Cette distinction change concrètement des projets. Un remplacement de fenêtres ou une VMC hygroréglable restent finançables par les certificats d’économies d’énergie, même sans MaPrimeRénov’ en mono-geste. Le reste à charge se complète ensuite avec la TVA à 5,5 % et, si nécessaire, un éco-prêt à taux zéro. Le cumul des trois est autorisé.
Prime CEE 2026 : les questions fréquentes
Comment obtenir une prime CEE ?
Choisissez d’abord une offre de prime auprès d’un fournisseur d’énergie, d’un mandataire ou d’un délégataire, et acceptez-la avant de signer le devis de l’artisan. Faites ensuite réaliser les travaux par un professionnel RGE, puis transmettez la facture, le devis signé et l’attestation sur l’honneur pour déclencher le versement.
Qui donne la meilleure prime CEE ?
Aucun acteur n’est systématiquement le mieux-disant : chacun valorise ses certificats à sa main et ajuste ses barèmes plusieurs fois par an. La seule méthode fiable consiste à demander trois offres nominatives sur le même devis, à la même date, puis à comparer le montant net et la forme du versement.
Peut-on cumuler la prime CEE et MaPrimeRénov’ ?
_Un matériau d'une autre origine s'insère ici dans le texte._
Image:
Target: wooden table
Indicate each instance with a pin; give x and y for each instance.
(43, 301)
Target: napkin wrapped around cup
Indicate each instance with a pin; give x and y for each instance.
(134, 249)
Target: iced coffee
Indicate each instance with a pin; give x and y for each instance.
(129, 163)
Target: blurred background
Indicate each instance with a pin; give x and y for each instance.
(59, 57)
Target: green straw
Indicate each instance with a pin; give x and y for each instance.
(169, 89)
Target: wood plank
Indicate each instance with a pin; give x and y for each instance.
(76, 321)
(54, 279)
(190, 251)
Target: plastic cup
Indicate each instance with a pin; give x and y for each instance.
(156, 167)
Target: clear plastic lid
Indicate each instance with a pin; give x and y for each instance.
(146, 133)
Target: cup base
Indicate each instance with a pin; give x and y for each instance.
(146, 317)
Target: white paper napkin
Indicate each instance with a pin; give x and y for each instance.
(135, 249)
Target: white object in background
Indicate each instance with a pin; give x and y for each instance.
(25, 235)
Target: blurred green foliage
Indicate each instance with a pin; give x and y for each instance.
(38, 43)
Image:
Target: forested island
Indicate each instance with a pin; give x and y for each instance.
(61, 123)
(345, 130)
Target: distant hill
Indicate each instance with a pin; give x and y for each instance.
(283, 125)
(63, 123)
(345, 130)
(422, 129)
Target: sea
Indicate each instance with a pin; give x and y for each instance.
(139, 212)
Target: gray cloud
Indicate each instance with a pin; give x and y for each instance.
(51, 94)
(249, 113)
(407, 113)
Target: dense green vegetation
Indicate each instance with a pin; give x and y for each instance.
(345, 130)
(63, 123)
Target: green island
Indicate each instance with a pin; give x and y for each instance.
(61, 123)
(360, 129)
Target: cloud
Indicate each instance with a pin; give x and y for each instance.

Oui, les deux dispositifs sont cumulables, tout comme l’éco-prêt à taux zéro et la TVA à 5,5 %. Attention aux calendriers : les CEE se figent à la date d’engagement du devis, MaPrimeRénov’ à la date de dépôt du dossier.
Faut-il un artisan RGE pour toucher la prime CEE ?
Oui pour la quasi-totalité des opérations de rénovation énergétique du logement. La qualification RGE se vérifie dans l’annuaire officiel des professionnels, et un artisan non qualifié fait tomber le dossier même si les travaux sont bien réalisés.
Quand la prime CEE est-elle versée ?
Après la fin des travaux et la validation du dossier complet, ce qui prend généralement de quelques semaines à plusieurs mois. Le versement se fait par virement, par chèque, en déduction directe sur la facture ou en bons d’achat selon l’offre acceptée.